Michel-Leon leveled a hard stare at the magicman. “Thousands will die with the mists. Hundreds have already gone missing. And that is before the swarm hatches. I’m willing to make a deal with a devil to stop that, even for a devil that tried to cause me personal harm. You answer all my questions about the mists, and I’ll set you free. That’s the deal. Consider it.”

He left in search of Constantin without triggering another glamour, though he longed to. It would give Nightingale time to consider his offer. He couldn’t give vent to his need to punish, no matter how much the monster deserved it. Time was running out. And the sole gamble he had to go on was that Nightingale’s sands were moving faster to its own destruction. The need to survive would win out in the end. It had to.

Now he needed to figure out what to say to Constantin. Michel-Leon checked their workshop first. Constantin was enough like him that he often tried to lose himself in a puzzle, but the workshop was empty. He’d eaten, so perhaps he was trying to catch up on the sleep that eluded them both.

He sat down at his desk, reluctant to barge in on Constantin while he was in the bedroom. The intimate space would’ve made him nervous without the added element of a bed being there. Michel-Leon felt his cheeks heat painfully.

This was ridiculous. He’d taken a vow of abstinence for a valid reason. Even if that reason was moot, according to Janvier, he didn’t need the distraction of a relationship. Chevaliers did not make good husbands or fathers or partners of any kind. Duty consumed them. Too taken up by the voices in their heads that drowned out conversations with living people.

He’d explain to Constantin that he was flattered.
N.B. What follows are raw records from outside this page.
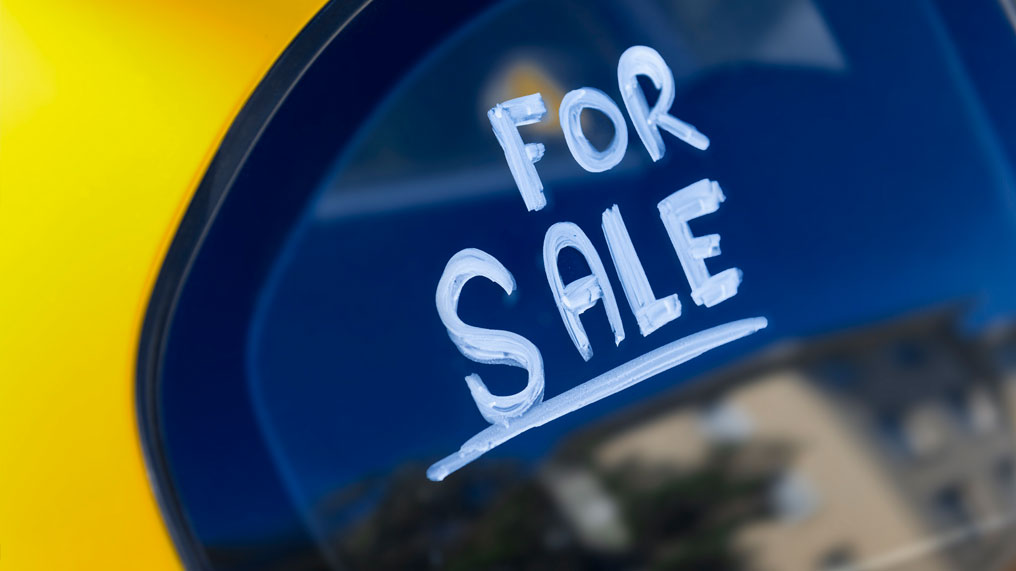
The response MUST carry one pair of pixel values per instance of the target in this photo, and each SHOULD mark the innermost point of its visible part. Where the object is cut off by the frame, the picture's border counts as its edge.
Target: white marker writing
(640, 60)
(582, 294)
(690, 202)
(489, 345)
(505, 119)
(582, 150)
(649, 312)
(611, 382)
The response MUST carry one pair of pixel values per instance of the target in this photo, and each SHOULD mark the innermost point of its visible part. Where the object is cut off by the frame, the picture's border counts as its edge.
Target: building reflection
(885, 447)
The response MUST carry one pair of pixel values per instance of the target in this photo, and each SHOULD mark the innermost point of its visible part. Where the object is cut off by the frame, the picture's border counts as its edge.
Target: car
(510, 284)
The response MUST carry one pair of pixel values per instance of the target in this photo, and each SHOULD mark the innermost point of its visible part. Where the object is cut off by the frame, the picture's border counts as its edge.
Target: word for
(638, 60)
(513, 414)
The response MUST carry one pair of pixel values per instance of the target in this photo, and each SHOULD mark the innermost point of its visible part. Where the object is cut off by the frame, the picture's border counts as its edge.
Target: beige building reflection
(900, 439)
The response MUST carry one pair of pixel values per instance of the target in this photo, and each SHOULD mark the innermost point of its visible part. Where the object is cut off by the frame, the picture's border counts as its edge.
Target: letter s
(489, 345)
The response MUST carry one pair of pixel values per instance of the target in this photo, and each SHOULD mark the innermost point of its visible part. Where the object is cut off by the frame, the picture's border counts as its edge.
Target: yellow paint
(110, 112)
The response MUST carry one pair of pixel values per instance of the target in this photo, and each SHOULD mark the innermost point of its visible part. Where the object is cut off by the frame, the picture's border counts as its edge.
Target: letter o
(585, 154)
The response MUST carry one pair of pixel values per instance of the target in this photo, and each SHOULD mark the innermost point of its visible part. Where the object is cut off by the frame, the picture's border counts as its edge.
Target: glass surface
(866, 151)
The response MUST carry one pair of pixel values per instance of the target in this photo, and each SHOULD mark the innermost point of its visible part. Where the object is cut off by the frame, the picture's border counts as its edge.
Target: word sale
(511, 415)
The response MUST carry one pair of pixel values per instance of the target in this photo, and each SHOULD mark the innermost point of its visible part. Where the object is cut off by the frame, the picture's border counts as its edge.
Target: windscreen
(615, 284)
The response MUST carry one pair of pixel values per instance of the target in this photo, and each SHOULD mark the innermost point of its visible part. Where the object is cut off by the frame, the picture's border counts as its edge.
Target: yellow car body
(111, 112)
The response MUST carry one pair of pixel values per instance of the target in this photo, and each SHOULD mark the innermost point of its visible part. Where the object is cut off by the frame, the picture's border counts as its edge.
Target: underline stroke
(614, 381)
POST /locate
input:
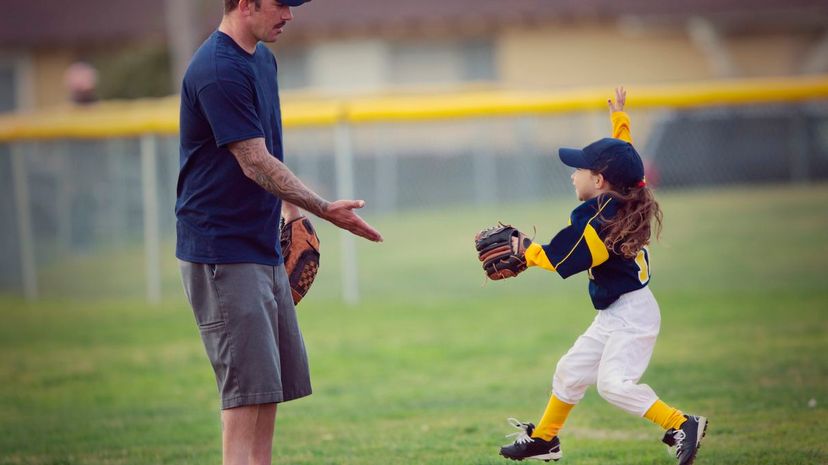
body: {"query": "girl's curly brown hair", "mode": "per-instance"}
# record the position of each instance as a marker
(629, 230)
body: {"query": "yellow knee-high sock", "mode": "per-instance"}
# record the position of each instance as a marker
(665, 416)
(553, 419)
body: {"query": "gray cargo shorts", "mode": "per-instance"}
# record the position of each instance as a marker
(247, 320)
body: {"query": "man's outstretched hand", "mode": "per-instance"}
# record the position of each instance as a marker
(341, 213)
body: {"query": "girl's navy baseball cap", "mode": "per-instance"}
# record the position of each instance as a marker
(616, 159)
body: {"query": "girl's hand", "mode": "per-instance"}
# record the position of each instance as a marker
(620, 100)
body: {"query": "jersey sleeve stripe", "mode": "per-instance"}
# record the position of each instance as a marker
(597, 249)
(583, 234)
(536, 256)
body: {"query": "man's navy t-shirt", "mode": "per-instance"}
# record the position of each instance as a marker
(228, 95)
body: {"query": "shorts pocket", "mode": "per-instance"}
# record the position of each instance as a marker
(217, 345)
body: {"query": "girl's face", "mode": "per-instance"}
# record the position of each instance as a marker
(587, 184)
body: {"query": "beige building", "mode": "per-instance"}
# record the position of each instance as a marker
(371, 46)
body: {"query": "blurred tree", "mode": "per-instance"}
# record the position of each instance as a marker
(143, 71)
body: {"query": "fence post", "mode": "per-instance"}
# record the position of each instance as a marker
(24, 221)
(149, 185)
(800, 169)
(344, 163)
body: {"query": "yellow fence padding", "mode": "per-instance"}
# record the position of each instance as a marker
(160, 116)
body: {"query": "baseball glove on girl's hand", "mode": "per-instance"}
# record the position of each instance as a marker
(300, 248)
(502, 250)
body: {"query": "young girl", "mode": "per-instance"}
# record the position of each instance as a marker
(607, 237)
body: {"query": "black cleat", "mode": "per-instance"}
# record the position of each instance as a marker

Well, more than flattered. He had not engaged in a dalliance in ages. There was nothing about Michel-Leon that had inspired passion or interest in men before. Not unless they wanted to use him. Constantin probably hadn’t wanted to kiss him at all. The magicman had pushed him into thinking he was somebody Constantin had lost.

That thought was depressing. Even if Constantin had grasped who he was kissing, Michel-Leon wasn’t the person Constantin wanted. He had to be as embarrassed as Michel-Leon was. There was no sense in tormenting them both further with a difficult conversation. He wouldn’t say anything.

Even if he wanted to kiss Constantin again. Even if he might want something more, they couldn’t, and that was that.